NAHB v. EPA, No. 10-5341 (D.C. Cir. Dec. 9, 2011)(the “Santa Cruz River case”), concerned a determination by EPA and the Corps that two stretches (reaches) of the Santa Cruz River in Arizona were traditional navigable waters (“TNW”) and thus within the agencies’ jurisdiction under the CWA. The NAHB filed a challenge to the determination, but the District Court dismissed it on the ground that it lacked jurisdiction over the pre-enforcement challenge. On appeal, the Court of Appeals affirmed dismissal but on an entirely different basis: whether the NAHB had standing.

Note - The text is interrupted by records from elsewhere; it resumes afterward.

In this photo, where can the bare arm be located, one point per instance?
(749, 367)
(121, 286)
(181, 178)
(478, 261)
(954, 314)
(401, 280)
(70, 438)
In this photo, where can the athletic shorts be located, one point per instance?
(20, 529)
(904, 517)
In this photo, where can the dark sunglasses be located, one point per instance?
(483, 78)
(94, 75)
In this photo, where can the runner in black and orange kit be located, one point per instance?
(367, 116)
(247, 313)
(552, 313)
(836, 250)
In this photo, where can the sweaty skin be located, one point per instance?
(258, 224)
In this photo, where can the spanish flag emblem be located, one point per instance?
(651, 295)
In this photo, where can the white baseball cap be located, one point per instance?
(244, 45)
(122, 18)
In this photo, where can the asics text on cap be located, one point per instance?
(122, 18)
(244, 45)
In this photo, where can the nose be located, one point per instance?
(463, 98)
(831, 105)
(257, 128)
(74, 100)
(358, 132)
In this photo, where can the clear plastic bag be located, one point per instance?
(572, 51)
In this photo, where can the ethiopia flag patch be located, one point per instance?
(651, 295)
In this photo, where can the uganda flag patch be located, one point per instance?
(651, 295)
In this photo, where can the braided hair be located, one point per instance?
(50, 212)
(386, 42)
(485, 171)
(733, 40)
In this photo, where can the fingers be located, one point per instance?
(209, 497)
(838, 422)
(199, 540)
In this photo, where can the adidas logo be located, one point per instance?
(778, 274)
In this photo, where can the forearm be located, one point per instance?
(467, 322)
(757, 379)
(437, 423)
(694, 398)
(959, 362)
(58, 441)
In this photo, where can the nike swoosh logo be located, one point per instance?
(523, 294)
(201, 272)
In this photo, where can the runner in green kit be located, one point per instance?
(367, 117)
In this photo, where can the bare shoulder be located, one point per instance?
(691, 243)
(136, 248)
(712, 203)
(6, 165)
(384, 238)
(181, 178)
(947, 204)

The Court first quickly addressed and discarded the notion that the NAHB had organizational standing, finding that its litigation and lobbying activities with respect to the determination were not operational costs beyond its normal mission. Moving on to representational standing, the Court held that the NAHB had missed the mark because it took up the case to challenge the types of waterways that might be considered TNW. As a result, the Court found that the NAHB failed to show that any of its members had suffered, or was under the threat of suffering, an actual “injury in fact” as a result of the specific TNW determination concerning the two reaches at issue. Finally, for the same reason, the Court of Appeals held that the NAHB lacked standing to challenge the procedure used by the agencies to make its determination; the absence of any members having actually been deprived of their rights was fatal to the claim.
Things did not get any better for the NAHB on Friday, when the D.C. Circuit issued its decision in NAHB v. United States Army Corps of Engineers, No. 10-5269 (D.C. Cir. Dec. 16, 2011)(the “Nationwide Permit case”). As with the Santa Cruz Rivercase, although the lower court’s decision against the NAHB did not rest on a lack of standing, that was the issue that the Court of Appeals addressed, and here, it resulted in a remand to the trial court with instructions to dismiss the case.
The Nationwide Permit case concerned the Corps’ issuance of a nationwide permit known as NWP 46, covering discharges into upland non-tidal ditches which were “determined to be waters of the United States.” The NAHB challenged the permit on the ground that such ditches were not “waters of the United States” and hence neither encompassed by the CWA nor subject to the Corps’ jurisdiction. Once again, however, the Court found that the NAHB lacked standing because there was no injury in fact; NWP 46 was limited to upland ditches determined to be waters of the United States and the NAHB admitted that even before NWP 46 was issued the Corps had asserted jurisdiction over some upland ditches. As a result, NWP 46 didn’t actually change anything for the NAHB or its members – except to make the permitting process easier. And, as in the Santa Cruz River case, the Court quickly dismissed the alternative organizational standing argument finding that the NAHB’s advocacy efforts were not an injury conferring standing. (On the other hand, the Court also held that if the NAHB had challenged NWP 46 on a procedural basis, “it would likely have standing” under Lujan v. Defenders of Wildlife.)
So, what are we to make of these decisions? Is the Court of Appeals just tired of seeing the NAHB? Or are they reflective of a concern by the Court of Appeals that trade associations need to take more care when turning to the courts, rather than Congress, to address their agency grievances?